Source: Anne Rice’s Vampire Lestat Fan Club
All That Jazz, And Then Some
My very first weekend in New Orleans was the start of Jazz Fest. Who needs Mardi Gras when there’s the New Orleans Jazz & Heritage Festival? The festival is so much more than jazz music: the Fais Do-Do Stage overflows with Cajun and zydeco, Congo Square brims with funk and soul, and the Gospel Tent brings you a little closer to something ethereal (and provides a much-need break from the sun). Nourish yourself with the music and with the food—catfish po-boy and sweet potato pone never tasted so good.

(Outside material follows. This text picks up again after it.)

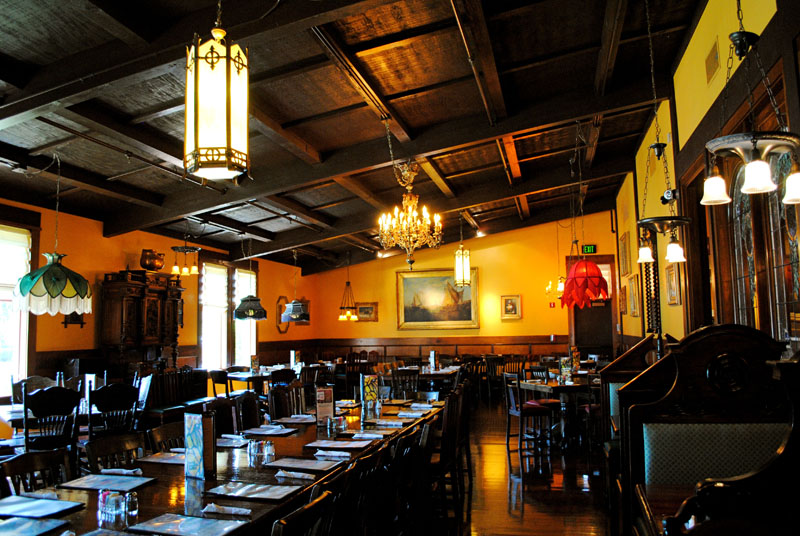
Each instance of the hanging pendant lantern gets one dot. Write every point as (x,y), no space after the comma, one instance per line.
(217,114)
(585,282)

Source: New Orleans Jazz & Heritage Festival

Jazz Festival
If you can’t make it to Jazz Fest, the next best thing is WWOZ 90.7 FM, “New Orleans’ Jazz and Heritage Station.” Stream the station online using the “Tune In” link at the top right of the homepage, or browse the “Playlists” page to see what the DJs are playing and discover some new favorites.
Source: WWOZ 90.7 FM
As you might imagine, there’s something going on in New Orleans every night of the week. One of my favorite spots to enjoy the nightlife was Vaughan’s, a dive in the Bywater district. On Sunday evenings, the Mardi Gras Indians would practice and on Thursdays, Kermit Ruffins would perform. As an added bonus, there always seemed to be free food available (red beans and rice for the Indians, and barbecue for Ruffins). Visit Offbeat.com, the city’s entertainment magazine, to find out what’s happening on any given night.
Source: Offbeat.com
Touring With the Dead
Like many people I met in New Orleans, I was poor and unemployed when I arrived, so my time was spent exploring the city’s free sites. St. Louis Cemetery No. 1 quickly became one of my favorite haunts (pardon the pun). The aboveground tombs are a city unto themselves, a great place for a peaceful stroll with camera in hand. Save Our Cemeteries, an organization dedicated to preserving the historic cemeteries of New Orleans, offers guided tours of St. Louis Cemetery No. 1 and Lafayette Cemetery No. 1, two of New Orleans’ most historically important cemeteries.